Members of the European Parliament (MEPs) have backed the Net-Zero Industry Act, which aims to fortify Europe’s manufacturing capabilities in crucial technologies essential to meet the climate goals.

The objective of the legislation is to propel Europe to domestically produce 40% of its annual deployment needs in net-zero technologies by 2030, as outlined in the National Energy and Climate Plans. Simultaneously, the legislation envisions capturing 25% of the global market value for these technologies.

Members proposed amendments to expedite authorization procedures and establish net-zero industry clusters to address the challenges associated with scaling up manufacturing capacities in these critical sectors.

They also broadened the scope of the legislation to encompass the entire supply chain, including components, materials, and machinery required for manufacturing net-zero technologies.

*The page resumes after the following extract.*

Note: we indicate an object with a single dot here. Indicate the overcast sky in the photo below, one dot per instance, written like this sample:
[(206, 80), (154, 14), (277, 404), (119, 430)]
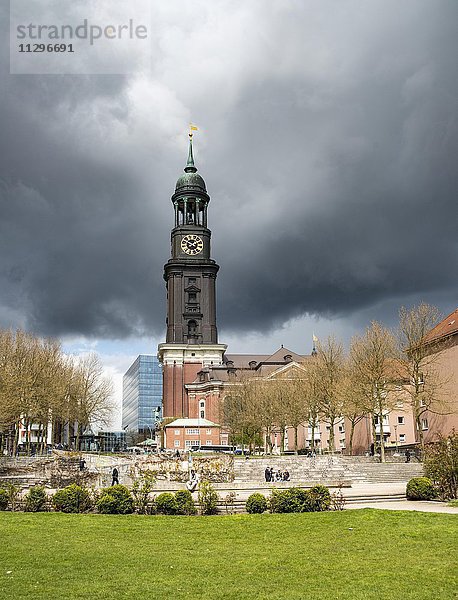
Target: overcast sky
[(328, 139)]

The proposed list of technologies is comprehensive and will be periodically updated to stay abreast of advancements. Nuclear fission and fusion technologies, sustainable aviation fuels, and specific industrial technologies have been included.

The legislation maintains two project classifications – net-zero technology manufacturing projects and net-zero strategic projects. It also aims to streamline the permitting process, setting specific timelines for regular and strategic projects to be authorized.

Creating “net-zero industry valleys” initiatives is proposed to expedite the permitting process by involving member states in the environmental assessment evidence collection.

Funding for the legislation is proposed to be sourced from National Emission Trading System revenues and, for most strategic projects, through the Strategic Technologies for Europe Platform .

This aligns with the broader goal of establishing a European sovereignty fund, indicating a significant step towards increased public investment in industry and innovation.

The next phase involves the European Council adopting its position, paving the way for discussions on the final shape of the law.

As Europe strives to meet its 2030 and 2050 climate targets, a considerable amount of clean energy technology is required.

The EU relies on imports for these technologies, prompting the need for the proposed regulation. By setting a benchmark of at least 40% of the EU’s annual deployment needs for strategic net-zero technologies by 2030, the legislation aims to strengthen Europe’s manufacturing capacity in this crucial sector.

To achieve net-zero emissions by 2050 globally, annual wind capacity additions should reach a minimum of 329 GW annually, four times the current deployment levels.

The action plan will also indirectly support other clean power sectors, including the solar industry, given that several of the proposed actions are relevant to all renewable sources. This is a necessary move after the EU Parliament voted to boost the domestic renewable energy share to 42.5% by 2030 in October.

Europe’s power industry recently called for ramping up investments in aging grid infrastructure by 84% annually until 2050. According to Eurelectric, which represents the interests of the European electricity industry, the grid infrastructure is ill-suited for accommodating decentralized renewables, electric vehicles, and smart grids.